Bestselling author Tom Sharpe, perhaps best known for his 1974 novel Porterhouse Blue, has died aged 85.

Sharpe, who was born in 1928 and educated at Lancing College and Cambridge University, died in north-eastern Spain today (6th June).

His debut novel, Riotous Assembly, was published in 1971. Both Porterhouse Blue and Blott on the Landscape were made into television series, and his novel Wilt was made into a film.

Sharpe has been published by Arrow Books since 2002. Cornerstone managing director Susan Sandon said: "Tom Sharpe was one of our greatest satirists and a brilliant writer: witty, often outrageous, always acutely funny about the absurdities of life. The private Tom was warm, supportive and wholly engaging. I feel enormously privileged to have been his publisher."

The publisher has all 16 of his titles available as paperbacks and e-books, having signed a deal directly with Sharpe for his backlist e-book rights in 2011.

Sharpe did his national service in the Marines before moving to South Africa in 1951, where he did social work before teaching in Natal.

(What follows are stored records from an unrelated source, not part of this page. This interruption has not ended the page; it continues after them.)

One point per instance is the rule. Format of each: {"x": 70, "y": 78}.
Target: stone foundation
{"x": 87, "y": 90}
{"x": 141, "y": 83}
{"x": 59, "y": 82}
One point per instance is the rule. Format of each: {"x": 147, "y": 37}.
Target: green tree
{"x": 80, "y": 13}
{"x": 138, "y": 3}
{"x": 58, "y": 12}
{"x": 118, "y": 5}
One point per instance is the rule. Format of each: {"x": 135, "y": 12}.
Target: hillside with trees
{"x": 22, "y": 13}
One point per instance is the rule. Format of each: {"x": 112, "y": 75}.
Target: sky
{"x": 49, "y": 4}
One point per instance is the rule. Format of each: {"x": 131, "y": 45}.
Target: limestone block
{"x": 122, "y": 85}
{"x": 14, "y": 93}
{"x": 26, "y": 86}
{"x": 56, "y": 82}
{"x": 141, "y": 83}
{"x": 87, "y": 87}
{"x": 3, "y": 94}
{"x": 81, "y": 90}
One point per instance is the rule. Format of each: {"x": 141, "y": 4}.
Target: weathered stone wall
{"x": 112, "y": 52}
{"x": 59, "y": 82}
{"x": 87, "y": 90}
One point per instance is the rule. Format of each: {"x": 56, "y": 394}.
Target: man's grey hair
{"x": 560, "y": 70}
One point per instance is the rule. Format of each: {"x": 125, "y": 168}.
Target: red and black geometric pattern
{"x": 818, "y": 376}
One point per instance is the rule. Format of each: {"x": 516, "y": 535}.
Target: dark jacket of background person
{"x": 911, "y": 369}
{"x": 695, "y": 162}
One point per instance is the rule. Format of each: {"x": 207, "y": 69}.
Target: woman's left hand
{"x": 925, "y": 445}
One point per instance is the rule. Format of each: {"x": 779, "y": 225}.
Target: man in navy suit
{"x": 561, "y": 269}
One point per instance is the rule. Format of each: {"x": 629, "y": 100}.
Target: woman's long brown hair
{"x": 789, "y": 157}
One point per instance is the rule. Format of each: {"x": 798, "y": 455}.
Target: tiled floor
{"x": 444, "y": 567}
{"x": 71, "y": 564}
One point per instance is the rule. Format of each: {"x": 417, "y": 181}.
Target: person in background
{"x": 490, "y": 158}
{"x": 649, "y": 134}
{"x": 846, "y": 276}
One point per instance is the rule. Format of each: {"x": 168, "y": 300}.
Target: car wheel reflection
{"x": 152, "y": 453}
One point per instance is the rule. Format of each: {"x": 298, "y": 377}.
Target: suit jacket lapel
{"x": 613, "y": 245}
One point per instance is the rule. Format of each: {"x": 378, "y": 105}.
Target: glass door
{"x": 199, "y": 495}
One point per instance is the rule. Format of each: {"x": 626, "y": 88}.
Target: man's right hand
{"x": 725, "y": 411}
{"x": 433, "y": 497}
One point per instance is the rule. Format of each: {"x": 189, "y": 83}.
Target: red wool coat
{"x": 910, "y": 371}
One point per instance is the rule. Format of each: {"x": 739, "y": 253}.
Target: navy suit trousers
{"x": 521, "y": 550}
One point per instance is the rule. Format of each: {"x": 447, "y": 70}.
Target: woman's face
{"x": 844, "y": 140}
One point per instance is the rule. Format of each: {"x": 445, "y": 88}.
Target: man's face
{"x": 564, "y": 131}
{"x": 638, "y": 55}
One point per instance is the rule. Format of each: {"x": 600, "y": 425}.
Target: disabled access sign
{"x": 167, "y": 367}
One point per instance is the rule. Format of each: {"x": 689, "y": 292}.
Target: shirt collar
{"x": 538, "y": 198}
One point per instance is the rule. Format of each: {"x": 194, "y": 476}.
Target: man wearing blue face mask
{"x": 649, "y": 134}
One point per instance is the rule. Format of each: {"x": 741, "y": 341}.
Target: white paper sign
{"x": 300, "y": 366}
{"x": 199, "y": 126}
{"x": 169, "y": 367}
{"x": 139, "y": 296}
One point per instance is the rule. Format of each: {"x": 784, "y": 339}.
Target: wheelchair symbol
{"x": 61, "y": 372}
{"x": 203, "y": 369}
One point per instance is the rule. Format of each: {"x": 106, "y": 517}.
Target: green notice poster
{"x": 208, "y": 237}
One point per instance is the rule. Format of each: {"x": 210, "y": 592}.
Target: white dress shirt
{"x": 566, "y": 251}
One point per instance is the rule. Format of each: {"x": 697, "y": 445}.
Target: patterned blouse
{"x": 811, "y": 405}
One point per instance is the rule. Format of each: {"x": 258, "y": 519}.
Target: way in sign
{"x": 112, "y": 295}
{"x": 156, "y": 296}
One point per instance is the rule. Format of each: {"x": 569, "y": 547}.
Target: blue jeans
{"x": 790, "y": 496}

He had a photographic studio in Pietermartizburg from 1957 until 1961, and from 1963 to 1972 he was a lecturer in History at the Cambridge College of Arts and Technology.

In 1986 he was awarded the XXIII ème Grand Prix de l'Humour Noir Xavier Forneret, and in 2010 he was awarded the inaugural BBK La Risa de Bilabo Prize.

In his latter years, he divided his time between Cambridge and northern Spain.